E su richiesta della professoressa Manzo il Ministero ha, infine, assicurato una sua “interlocuzione costruttiva” con la Regione Lazio e si è reso disponibile ad ulteriori incontri per seguire alcune di queste problematiche ( Ppi e livelli minimi i assistenza, personale e strumentazione tecnica, vicenda dell’”Ospedale del Golfo” di Formia) e a dare conto dei successivi sviluppi. “La situazione di inadeguatezza dell’ospedale “Dono Svizzero” e del suo Pronto soccorso,rispetto alla richiesta sanitaria della città e del comprensorio, pone il sud pontino di fronte ad una emergenza seria, di cui tener conto – ha aggiunto la professoressa Manzo – Il personale sanitario ospedaliero è notoriamente insufficiente negli ospedali dall’Asl Latina e, in modo del tutto preoccupante, nell’Ospedale “Dono Svizzero”. Le prestazioni sono ormai quasi esclusivamente offerte dalle strutture private, in particolare quelle collocate nella provincia di Caserta.

Il “Dono Svizzero” appare svuotato ed incapace di soddisfare un bisogno sanitario di Formia ma dell’intero sud pontino. La chiusura dei Ppi di Minturno e Gaeta , qualora si rispettasse la scadenza del 31 dicembre , avverrebbe senza il potenziamento del Pronto Soccorso del “Dono Svizzero”, il più importante presidio ospedaliero del centro sud della Provincia di Latina.” Come si ricorderà la Regione Lazio, con decreto del Commissario ad Acta Nicola Zingaretti del 6 aprile 2017, n. U00109, ha disposto la realizzazione proprio dell’”Ospedale del Golfo” a Formia.

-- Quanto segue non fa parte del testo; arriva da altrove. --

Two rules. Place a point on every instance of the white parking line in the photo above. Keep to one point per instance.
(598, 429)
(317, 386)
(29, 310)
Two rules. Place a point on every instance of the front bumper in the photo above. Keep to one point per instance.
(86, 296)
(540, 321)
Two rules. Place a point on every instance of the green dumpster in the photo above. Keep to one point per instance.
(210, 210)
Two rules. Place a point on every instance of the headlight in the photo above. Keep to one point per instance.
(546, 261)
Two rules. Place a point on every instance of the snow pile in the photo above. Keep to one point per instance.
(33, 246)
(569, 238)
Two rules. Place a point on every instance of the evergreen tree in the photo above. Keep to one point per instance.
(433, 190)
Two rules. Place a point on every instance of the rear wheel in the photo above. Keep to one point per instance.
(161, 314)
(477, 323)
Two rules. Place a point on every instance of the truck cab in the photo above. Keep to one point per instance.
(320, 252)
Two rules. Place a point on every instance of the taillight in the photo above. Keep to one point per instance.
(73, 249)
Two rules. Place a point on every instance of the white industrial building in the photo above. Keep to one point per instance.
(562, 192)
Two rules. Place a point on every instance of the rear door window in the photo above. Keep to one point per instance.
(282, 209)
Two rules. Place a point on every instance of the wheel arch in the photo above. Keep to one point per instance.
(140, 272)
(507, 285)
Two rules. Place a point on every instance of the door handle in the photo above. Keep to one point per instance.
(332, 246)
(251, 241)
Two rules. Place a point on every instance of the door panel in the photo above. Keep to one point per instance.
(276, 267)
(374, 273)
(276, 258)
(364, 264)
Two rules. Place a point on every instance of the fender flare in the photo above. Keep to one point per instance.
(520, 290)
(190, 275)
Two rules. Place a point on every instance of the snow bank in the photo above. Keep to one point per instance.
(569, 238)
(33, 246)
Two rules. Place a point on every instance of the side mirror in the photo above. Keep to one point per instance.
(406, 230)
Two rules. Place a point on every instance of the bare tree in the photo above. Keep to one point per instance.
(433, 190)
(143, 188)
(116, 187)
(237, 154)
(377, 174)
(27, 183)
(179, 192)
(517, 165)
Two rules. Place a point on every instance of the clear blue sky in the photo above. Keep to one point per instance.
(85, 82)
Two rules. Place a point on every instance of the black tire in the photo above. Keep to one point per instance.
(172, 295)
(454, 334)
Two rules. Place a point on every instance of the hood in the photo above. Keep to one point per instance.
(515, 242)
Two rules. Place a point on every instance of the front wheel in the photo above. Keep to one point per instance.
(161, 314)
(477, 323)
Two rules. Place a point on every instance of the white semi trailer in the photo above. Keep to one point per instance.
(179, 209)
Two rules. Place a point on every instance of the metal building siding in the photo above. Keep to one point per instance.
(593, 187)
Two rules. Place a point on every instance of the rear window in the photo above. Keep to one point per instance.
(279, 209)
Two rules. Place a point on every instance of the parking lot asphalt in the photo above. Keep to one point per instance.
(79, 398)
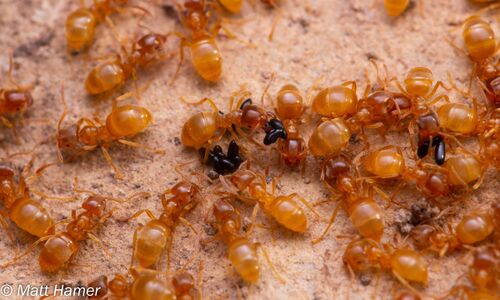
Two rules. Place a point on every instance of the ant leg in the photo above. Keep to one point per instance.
(116, 35)
(137, 145)
(108, 158)
(437, 99)
(456, 47)
(304, 201)
(98, 241)
(273, 27)
(402, 89)
(242, 94)
(11, 78)
(377, 71)
(266, 89)
(330, 224)
(438, 85)
(139, 213)
(134, 243)
(199, 102)
(26, 252)
(269, 262)
(5, 225)
(407, 285)
(169, 249)
(249, 137)
(183, 44)
(188, 224)
(38, 173)
(253, 219)
(61, 119)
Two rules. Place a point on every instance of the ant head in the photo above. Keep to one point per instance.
(183, 282)
(6, 172)
(100, 284)
(223, 209)
(17, 101)
(242, 178)
(275, 130)
(332, 168)
(151, 42)
(95, 205)
(185, 189)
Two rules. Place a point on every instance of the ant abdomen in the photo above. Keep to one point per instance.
(479, 38)
(80, 26)
(57, 251)
(105, 77)
(329, 138)
(367, 216)
(32, 217)
(288, 213)
(199, 129)
(150, 243)
(207, 59)
(243, 256)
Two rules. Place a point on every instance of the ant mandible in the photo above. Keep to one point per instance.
(223, 163)
(205, 127)
(290, 108)
(86, 135)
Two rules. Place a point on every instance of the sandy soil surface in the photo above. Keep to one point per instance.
(330, 38)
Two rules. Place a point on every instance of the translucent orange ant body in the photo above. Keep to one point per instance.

Finanziato dall’Inail con 75 milioni di euro, la nuova struttura ospedalieera andrebbe a sostituire totalmente l’attuale Dono svizzero e troverebbe la sua localizzazione in area di proprietà regionale, in località ex Enaoli, già individuata e per la quale è prevista specifica variante urbanistica.

“In quest’ottica abbiamo chiesto al Ministero della Sanità un intervento sulla Regione affinchè i tempi di realizzazione del nuovo ospedale del golfo possano avere una accelerazione, in grado di garantire finalmente anche nel sud pontino un’offerta sanitaria adeguata ai bisogni del territorio. Un appello lo rivolgiamo anche alle amministrazioni locali, affinchè- ha concluso Maria Rita Manzo che rappresenta il sud pontino nel direttivo di Articolo Uno – sappiano rivendicare con forza e serratamente la necessità di servizi sanitari efficienti del nostro comprensorio, per poter tutelare i cittadini nel diritto alla salute.